人生は夜間飛行だ。 基地との交信が途絶えれば方向を見失い予測不能の嵐になす術もない。 だが、それを自由と勘違いして自ら交信断絶を選ぶ者もある。 集団をつくれば不安と共に自由は消える。 そして集団同士が交信能力を失う時、暴力が召喚される。 交信(=言葉)の力が試されているのが現代である。
- 著者
- サン=テグジュペリ
- 出版日
- 1956-02-22
素敵な表紙だと思ったら宮崎駿だった。
「星の王子様」のサン=テグジュペリ作、南米を舞台に郵便飛行機事業に命を賭ける男たちの物語。
飛行士は新婚の妻を残して危険な夜間飛行に向かう。彼は残した妻の愛と不安を理解できない。

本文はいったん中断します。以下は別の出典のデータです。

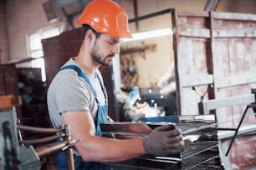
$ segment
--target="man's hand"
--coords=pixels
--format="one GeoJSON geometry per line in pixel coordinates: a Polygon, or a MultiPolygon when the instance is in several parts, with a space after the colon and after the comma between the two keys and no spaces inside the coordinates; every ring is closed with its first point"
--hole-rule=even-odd
{"type": "Polygon", "coordinates": [[[162,125],[156,128],[143,139],[147,154],[167,156],[184,151],[184,141],[178,129],[173,125],[162,125]]]}

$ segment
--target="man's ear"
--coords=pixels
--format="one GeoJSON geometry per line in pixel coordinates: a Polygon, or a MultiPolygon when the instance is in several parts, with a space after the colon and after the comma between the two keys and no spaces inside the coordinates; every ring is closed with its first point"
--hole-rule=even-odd
{"type": "Polygon", "coordinates": [[[95,38],[95,35],[94,32],[92,30],[89,29],[85,32],[84,40],[90,42],[95,38]]]}

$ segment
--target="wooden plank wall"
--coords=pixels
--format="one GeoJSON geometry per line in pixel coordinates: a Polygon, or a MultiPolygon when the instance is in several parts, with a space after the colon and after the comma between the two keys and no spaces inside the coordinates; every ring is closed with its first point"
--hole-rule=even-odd
{"type": "MultiPolygon", "coordinates": [[[[179,114],[199,114],[197,104],[202,99],[251,93],[256,88],[256,15],[176,11],[173,18],[179,114]]],[[[216,113],[218,127],[233,128],[246,105],[211,113],[216,113]]],[[[255,115],[249,109],[243,126],[253,123],[255,115]]],[[[230,140],[222,142],[224,153],[229,143],[230,140]]],[[[255,145],[255,134],[237,138],[224,156],[227,169],[256,168],[255,145]]]]}

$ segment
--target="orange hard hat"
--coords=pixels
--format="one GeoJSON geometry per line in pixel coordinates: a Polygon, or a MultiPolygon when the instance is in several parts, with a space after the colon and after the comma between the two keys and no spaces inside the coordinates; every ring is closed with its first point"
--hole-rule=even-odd
{"type": "Polygon", "coordinates": [[[126,12],[111,0],[94,0],[88,3],[77,23],[88,24],[100,33],[116,38],[131,38],[126,12]]]}

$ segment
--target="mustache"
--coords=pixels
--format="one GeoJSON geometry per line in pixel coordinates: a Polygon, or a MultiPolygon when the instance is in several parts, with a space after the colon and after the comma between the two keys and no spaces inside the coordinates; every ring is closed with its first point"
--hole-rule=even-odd
{"type": "Polygon", "coordinates": [[[107,57],[110,57],[110,58],[115,58],[115,53],[111,53],[111,54],[109,54],[109,55],[107,55],[107,57]]]}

基地を統括するリヴィエールは飛行士たちへの愛情を隠し、過剰に冷徹な態度を取る。
彼らにとって大切なのはミッションだけだ。
予測不能な大嵐との戦いの一夜が始まる。
- 著者
- 新美 南吉
- 出版日
「にんげんって、ほんとにおそろしいものなんだよ。」
母ぎつねは子ぎつねに言い含め、手袋代の白銅貨を渡す。
でも、子ぎつねは間違えて・・・。
新実南吉は「生けるものおたがいの、しかし生存所属を異にしたものの、たましいの流通共鳴」を追い求めた。
だが、この物語で「流通共鳴」したのは「たましい」ではなく「貨幣」だったと、経済学者は指摘する。

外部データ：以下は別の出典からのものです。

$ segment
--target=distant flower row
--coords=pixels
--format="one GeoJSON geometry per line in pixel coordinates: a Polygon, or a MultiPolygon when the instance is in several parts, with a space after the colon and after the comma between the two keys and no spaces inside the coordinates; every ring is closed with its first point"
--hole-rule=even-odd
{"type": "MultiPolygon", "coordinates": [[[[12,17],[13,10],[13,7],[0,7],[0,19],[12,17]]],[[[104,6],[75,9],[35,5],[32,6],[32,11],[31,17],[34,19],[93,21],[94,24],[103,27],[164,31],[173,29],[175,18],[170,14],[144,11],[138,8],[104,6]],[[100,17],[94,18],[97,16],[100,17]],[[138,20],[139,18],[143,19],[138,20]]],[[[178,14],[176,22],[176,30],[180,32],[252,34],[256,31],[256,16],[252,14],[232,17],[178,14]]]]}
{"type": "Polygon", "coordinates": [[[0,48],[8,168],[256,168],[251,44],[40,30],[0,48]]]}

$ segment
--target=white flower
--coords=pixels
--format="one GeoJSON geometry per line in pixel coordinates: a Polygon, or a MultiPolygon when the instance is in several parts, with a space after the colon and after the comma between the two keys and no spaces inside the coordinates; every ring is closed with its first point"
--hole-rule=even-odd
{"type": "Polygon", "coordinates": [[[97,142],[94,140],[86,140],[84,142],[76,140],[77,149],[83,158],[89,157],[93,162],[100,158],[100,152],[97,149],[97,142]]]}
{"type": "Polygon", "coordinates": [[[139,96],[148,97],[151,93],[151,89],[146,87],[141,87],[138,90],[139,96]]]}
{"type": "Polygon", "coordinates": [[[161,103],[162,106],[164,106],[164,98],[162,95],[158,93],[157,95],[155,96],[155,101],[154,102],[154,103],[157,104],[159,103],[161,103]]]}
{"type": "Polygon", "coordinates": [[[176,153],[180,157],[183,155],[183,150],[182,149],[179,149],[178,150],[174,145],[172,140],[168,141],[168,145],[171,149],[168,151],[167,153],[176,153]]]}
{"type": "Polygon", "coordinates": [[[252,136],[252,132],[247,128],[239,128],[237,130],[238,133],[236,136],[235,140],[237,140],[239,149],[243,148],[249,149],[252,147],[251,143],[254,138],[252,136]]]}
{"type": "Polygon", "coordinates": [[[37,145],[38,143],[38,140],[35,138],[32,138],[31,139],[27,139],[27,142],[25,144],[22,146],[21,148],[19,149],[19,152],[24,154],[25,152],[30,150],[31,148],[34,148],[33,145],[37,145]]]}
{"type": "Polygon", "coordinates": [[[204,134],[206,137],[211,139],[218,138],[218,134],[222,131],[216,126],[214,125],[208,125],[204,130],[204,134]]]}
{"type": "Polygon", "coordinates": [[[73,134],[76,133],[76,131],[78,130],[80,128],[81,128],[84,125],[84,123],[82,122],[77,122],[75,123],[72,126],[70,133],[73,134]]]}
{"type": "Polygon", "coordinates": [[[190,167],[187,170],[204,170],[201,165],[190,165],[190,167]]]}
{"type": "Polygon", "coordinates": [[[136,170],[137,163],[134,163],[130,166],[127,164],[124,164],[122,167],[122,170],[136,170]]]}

言語の替りに貨幣が人間と狐の交信を仲介して暴力を押さえたのだと。
「星の王子様」の狐は言う。「友達を買うことはできない。」
でも、ほんの少しのお金が「敵」を防ぐことはできるのではないか?
- 著者
- レアード・ハント
- 出版日
- 2015-10-07
柴田元幸はOneを「鬼」と訳した。
南北戦争期のアメリカ・ケンタッキー州を舞台にした小説。
少女が嫁いだ男は冷血漢でサディストだが歌声は美しかった。
時を経て暴力の被害者が加害者に立場を変える。
酷烈な事件を少女たちは淡々と語る。
少女たちの交信は暴力で途絶えるが、紫色の糸が残る。
はたして交信は再会するのか?
シェークスピア「嵐」を基調に展開する自由と尊厳の物語。
- 著者
- 美智子
- 出版日
- 2009-04-10
1998年、美智子皇后は「子供時代の読書の思い出」というテーマで講演された。
不思議なほど透明な日本語に出会う。
「読書は人生の全てが、決して単純でないことを教えてくれました。」
「生きている限り、避けることのできない多くの悲しみに対し、ある時期から子供に備えさせなければいけないという思いがあったのでしょうか。」
人は自分と周囲との間、そして自分と自分自身の間にも、一つ一つ橋をかけて生きる。
本はその営為をそっと助けてくれる。
遠慮がちに、しかし力強く本を読むことの重要性を訴えかける。
他者との橋(交信)が無ければ自分自身との橋(交信)も無い。逆も同じ。本は仮の「他者」と「自己」になってくれる不思議な存在なのだろうか。
暴力に始まり暴力に終わった2015年。
そして、2016年も暴力で始まってしまった。
我々に言葉の力は残っているのだろうか?
「人間は交信可能。ただし、貨幣と暴力を介して。」
そんな結論はゴメンだ。
少しだけだが、静かで力強いコミュニケーションの渦が広がる予感はある。